According to CBI data, about 57% of guns sold in Colorado last year were handguns, which are often peoples’ preferred type of firearm for self-defense.

Wait times for CBI to complete the necessary background checks also skyrocketed during the pandemic. In 2019, the average wait time never exceeded 11 minutes, CBI data shows. In 2020, the maximum average wait time was 3 days and 23 hours.

Demand for the classes required to obtain a concealed carry permit also skyrocketed, Clark said. Between March and December 2020, sign-ups for the safety classes at Bristlecone Shooting were up about 300% compared to the year prior. That’s a good thing, she said, because people are seeking training on how to use guns as safely as possible.

“You need to know how to safely operate it and you need to know how to safely store it,” Clark said.

 

The surge in gun purchases in Colorado is part of a national trend, federal data shows.

The National Instant Criminal Background Check System in 2020 processed 39.7 million firearm purchase background checks — the highest annual number ever recorded and a 40% increase from 2019.

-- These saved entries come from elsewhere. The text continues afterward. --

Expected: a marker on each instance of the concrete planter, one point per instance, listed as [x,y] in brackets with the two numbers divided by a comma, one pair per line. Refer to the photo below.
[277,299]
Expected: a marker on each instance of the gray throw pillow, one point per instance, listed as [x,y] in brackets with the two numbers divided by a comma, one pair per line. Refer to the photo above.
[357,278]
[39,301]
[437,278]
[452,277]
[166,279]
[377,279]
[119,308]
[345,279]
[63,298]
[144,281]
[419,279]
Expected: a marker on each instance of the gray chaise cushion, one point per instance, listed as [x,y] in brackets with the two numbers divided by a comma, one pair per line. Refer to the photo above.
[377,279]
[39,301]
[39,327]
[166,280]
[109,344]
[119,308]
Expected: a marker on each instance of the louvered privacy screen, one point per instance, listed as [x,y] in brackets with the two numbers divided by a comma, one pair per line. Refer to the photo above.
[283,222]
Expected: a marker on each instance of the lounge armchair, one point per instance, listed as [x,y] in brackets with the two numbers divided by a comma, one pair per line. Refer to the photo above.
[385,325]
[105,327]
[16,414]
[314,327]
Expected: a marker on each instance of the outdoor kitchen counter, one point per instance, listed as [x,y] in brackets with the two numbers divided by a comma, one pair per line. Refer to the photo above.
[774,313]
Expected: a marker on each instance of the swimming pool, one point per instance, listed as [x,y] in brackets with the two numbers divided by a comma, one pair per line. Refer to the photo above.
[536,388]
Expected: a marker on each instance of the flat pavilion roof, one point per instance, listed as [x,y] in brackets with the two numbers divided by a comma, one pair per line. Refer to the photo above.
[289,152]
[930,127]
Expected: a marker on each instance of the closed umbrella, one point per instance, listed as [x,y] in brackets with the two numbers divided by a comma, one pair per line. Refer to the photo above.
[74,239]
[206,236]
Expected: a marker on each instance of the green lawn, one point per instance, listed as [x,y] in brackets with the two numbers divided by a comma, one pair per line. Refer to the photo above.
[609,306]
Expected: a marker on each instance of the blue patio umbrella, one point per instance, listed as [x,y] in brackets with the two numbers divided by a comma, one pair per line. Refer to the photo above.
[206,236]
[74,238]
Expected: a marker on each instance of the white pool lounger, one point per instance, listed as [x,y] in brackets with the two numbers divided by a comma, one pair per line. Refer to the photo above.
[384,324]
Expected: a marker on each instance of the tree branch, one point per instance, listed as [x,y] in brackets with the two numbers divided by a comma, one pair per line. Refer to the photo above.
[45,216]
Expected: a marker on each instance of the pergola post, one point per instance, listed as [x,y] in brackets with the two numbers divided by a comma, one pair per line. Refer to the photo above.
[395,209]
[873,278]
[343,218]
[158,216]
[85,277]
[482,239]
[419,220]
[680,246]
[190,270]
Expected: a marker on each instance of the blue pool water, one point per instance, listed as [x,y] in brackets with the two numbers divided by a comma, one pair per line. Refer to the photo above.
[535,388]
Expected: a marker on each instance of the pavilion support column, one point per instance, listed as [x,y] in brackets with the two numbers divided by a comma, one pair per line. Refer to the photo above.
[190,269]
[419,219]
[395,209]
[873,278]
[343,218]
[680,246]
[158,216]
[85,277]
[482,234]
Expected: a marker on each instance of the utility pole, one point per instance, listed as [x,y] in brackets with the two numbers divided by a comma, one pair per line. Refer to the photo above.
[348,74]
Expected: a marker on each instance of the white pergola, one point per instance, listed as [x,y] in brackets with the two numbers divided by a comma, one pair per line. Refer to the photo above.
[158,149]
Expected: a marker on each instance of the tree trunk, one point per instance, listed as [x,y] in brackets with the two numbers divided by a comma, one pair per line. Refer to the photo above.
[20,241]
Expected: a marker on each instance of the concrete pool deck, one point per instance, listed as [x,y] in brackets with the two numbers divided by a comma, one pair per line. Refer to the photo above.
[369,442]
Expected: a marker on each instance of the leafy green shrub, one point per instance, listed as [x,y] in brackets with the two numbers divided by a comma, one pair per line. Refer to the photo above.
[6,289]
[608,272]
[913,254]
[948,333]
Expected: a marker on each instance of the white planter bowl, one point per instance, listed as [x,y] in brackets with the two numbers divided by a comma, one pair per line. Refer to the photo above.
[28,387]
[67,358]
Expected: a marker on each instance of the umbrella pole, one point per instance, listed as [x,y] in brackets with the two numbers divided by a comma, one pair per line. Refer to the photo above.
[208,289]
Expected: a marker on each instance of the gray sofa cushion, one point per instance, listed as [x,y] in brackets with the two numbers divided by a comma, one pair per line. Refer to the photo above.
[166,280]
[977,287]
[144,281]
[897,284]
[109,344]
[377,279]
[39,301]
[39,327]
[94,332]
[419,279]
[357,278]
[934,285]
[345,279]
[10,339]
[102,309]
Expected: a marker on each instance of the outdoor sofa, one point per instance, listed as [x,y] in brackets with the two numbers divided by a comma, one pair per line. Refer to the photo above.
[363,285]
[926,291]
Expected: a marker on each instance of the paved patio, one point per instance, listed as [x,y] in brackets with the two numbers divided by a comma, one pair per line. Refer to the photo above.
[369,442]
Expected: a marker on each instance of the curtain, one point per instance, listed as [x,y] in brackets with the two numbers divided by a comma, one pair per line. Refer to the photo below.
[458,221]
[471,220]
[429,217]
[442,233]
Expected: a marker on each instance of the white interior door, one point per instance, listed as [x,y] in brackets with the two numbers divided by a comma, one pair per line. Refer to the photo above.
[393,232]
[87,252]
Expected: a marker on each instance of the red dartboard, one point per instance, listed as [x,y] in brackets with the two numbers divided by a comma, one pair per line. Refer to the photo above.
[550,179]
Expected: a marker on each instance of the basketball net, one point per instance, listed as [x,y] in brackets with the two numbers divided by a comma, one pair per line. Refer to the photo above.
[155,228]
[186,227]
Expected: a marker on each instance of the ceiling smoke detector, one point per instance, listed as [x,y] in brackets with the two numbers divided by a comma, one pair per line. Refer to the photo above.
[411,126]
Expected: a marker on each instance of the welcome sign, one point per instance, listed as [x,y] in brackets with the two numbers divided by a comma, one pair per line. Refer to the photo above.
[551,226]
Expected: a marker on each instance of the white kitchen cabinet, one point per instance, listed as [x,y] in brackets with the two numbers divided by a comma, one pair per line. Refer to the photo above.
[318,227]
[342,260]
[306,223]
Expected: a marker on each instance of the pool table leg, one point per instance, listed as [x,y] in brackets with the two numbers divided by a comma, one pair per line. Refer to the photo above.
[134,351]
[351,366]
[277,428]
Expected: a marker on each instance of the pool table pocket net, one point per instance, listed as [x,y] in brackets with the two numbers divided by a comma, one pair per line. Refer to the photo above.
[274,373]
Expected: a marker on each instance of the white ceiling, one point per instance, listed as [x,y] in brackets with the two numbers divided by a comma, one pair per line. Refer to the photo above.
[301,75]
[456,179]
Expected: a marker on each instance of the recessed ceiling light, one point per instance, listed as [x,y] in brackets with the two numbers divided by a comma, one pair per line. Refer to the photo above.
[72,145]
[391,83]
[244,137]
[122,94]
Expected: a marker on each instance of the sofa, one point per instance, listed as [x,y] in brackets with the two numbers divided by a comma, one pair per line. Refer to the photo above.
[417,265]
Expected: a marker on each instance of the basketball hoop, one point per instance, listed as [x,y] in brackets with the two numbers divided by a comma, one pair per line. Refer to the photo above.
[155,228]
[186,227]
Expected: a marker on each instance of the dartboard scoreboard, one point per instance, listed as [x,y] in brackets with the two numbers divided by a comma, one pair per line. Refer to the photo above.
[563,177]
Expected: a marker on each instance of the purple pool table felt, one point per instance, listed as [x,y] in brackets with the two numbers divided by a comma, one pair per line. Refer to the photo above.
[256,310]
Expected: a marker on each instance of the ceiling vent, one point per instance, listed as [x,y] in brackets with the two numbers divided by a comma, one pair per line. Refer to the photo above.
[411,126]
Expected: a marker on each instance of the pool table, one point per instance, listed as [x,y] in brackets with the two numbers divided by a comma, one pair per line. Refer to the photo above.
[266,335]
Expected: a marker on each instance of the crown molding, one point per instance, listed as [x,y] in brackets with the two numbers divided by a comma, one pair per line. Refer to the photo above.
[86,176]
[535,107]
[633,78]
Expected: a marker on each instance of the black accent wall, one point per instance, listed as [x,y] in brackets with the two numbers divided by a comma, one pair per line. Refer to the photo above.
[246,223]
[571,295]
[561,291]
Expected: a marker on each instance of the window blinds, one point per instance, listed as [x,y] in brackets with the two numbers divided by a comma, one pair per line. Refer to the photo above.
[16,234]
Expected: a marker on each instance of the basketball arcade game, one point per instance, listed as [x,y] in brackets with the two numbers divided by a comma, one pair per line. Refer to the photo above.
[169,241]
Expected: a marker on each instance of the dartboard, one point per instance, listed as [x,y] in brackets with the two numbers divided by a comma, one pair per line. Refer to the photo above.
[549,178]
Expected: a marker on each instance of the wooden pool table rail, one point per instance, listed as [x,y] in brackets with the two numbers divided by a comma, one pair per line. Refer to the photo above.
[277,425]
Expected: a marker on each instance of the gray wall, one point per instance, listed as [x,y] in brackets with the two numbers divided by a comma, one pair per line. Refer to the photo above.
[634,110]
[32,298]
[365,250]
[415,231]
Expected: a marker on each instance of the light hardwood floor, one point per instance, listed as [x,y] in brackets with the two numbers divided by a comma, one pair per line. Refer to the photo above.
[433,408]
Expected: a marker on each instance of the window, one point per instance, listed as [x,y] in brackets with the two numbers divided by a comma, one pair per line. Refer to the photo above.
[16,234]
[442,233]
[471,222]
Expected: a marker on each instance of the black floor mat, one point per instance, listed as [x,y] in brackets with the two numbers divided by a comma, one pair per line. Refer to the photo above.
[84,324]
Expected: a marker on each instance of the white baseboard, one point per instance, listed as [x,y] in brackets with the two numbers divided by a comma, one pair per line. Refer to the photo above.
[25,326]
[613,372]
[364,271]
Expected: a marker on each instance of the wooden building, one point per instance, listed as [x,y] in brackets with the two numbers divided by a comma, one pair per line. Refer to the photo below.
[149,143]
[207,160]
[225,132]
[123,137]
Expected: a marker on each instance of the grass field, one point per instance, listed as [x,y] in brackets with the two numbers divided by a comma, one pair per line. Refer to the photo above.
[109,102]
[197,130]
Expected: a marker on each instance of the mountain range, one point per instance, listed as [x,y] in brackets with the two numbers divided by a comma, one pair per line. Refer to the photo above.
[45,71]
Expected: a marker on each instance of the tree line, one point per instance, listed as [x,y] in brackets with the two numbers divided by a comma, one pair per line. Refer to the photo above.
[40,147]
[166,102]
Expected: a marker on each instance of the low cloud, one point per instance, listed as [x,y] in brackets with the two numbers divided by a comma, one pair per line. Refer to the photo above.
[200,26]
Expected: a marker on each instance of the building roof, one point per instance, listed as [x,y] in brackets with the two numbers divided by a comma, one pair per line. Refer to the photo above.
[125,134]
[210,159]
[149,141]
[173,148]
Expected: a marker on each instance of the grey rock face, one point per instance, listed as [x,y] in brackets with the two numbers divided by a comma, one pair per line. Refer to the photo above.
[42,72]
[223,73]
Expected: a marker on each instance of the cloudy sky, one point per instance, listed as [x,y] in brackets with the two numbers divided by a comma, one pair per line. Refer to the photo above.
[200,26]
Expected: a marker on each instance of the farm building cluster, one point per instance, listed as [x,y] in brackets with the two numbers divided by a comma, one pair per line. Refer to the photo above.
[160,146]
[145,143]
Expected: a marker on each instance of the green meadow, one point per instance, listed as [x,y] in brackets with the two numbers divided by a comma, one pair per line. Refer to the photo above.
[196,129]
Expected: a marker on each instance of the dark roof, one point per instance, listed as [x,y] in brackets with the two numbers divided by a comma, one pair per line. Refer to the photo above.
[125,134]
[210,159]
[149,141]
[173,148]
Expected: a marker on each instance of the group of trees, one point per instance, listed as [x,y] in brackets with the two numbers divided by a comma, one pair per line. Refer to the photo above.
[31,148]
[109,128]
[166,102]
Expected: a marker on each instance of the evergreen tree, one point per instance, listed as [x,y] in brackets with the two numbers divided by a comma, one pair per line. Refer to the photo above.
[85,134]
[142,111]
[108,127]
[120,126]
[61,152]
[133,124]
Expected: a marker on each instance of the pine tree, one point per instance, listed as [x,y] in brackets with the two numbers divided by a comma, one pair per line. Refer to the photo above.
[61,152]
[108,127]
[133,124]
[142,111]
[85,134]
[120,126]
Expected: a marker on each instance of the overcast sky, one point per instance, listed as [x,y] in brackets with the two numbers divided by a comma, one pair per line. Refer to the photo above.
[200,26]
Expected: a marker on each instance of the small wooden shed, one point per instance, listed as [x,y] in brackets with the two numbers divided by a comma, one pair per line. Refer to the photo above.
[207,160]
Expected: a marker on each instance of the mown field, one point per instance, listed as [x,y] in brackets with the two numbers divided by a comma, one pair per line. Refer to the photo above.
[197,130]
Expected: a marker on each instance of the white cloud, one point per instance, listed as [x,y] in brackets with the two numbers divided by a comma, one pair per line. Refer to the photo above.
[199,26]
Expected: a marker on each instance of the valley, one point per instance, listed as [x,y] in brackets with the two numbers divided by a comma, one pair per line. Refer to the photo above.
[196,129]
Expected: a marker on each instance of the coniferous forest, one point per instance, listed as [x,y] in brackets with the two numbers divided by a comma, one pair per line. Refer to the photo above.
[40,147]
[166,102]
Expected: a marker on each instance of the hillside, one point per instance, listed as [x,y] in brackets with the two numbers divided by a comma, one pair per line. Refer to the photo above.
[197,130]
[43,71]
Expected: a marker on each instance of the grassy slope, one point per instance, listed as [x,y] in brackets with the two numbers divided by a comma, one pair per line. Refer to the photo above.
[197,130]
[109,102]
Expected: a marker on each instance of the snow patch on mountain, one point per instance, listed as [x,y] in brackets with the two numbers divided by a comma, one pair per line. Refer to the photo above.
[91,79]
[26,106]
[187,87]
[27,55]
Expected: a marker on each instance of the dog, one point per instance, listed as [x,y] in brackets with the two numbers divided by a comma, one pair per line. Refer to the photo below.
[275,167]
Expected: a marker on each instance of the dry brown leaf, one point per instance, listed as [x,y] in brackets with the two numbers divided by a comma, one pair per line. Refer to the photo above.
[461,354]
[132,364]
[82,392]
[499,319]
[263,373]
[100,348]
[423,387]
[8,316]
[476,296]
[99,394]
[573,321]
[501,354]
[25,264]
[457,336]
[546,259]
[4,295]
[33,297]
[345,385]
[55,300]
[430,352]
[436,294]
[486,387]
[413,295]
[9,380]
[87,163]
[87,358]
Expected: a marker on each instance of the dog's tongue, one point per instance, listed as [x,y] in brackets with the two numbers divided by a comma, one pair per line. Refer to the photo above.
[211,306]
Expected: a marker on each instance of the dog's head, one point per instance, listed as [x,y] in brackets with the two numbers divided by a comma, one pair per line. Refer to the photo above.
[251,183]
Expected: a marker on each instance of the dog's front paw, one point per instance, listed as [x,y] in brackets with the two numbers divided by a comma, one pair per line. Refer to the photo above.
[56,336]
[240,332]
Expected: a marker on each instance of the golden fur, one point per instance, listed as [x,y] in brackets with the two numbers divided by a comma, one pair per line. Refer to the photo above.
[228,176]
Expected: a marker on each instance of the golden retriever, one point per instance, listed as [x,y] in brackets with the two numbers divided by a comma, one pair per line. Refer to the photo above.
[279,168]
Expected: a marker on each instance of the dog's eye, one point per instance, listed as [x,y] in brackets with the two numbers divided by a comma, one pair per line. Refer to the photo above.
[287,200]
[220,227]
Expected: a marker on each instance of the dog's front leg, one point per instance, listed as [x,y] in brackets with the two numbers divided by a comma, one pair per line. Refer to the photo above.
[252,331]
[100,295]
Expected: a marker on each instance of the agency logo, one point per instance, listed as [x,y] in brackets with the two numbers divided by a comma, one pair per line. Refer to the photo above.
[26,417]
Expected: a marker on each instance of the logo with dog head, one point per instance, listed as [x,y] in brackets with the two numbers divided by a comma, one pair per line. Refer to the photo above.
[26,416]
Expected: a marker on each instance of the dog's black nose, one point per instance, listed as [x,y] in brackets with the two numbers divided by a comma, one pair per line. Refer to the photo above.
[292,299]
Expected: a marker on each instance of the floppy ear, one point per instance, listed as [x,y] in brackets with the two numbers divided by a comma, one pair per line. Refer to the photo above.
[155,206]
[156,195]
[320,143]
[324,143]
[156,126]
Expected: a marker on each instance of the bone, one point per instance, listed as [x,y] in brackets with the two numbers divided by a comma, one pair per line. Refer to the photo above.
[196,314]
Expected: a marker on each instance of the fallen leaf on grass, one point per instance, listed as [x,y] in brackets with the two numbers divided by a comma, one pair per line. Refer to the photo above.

Like in Colorado, sales started to spike in March 2020. Phillip Levine, a statistics and economics professor at Wellesley College, pointed to an analysis published by the Brookings Institute that found 3 million more guns were sold between March and July of 2020 than would be expected if previous years’ trends held.

“The primary driver of gun sales is uncertainty,” Levine said. “When Americans are uncertain about aspects of their lives, they turn to firearms.”

Those uncertainties can take many forms. Gun sales often shoot up if there is talk of enacting new gun regulations and sometimes after mass shootings — but generally only when those tragedies spur calls for more gun control and there seems to be the political will to enact it, he said. Political uncertainty and the election of Democrats also fuel sales.

Levine found that the rate of sales in states did not correlate with COVID-19 death rates or increases in unemployment. It’s also impossible that 2020’s nationwide surge in firearm purchases was fueled by people in cities where large racial justice protests took place after the murder of George Floyd, he said.

“It’s not really localized, these responses. People are responding to the national mood,” Levine said.

Clark and Lawson both said that sales have started to slow in the last month or two, just as supply chains are improving. The staff at Centennial Gun Club no longer has to spread out merchandise on the shelves to keep them from looking bare.

But gun sales remain high. Two decades of CBI data show that Coloradans continue to buy guns at a higher rate than they did at the beginning of the millennium.

Colorado’s population grew from 4.1 million in 2000 to 5.8 million in 2020 and the per capita rate of gun sales has more than doubled in that time.

In 2000, CBI approved 3.3 gun sales per 100 residents. In 2020, that number rose to 8.7 sales per 100 people.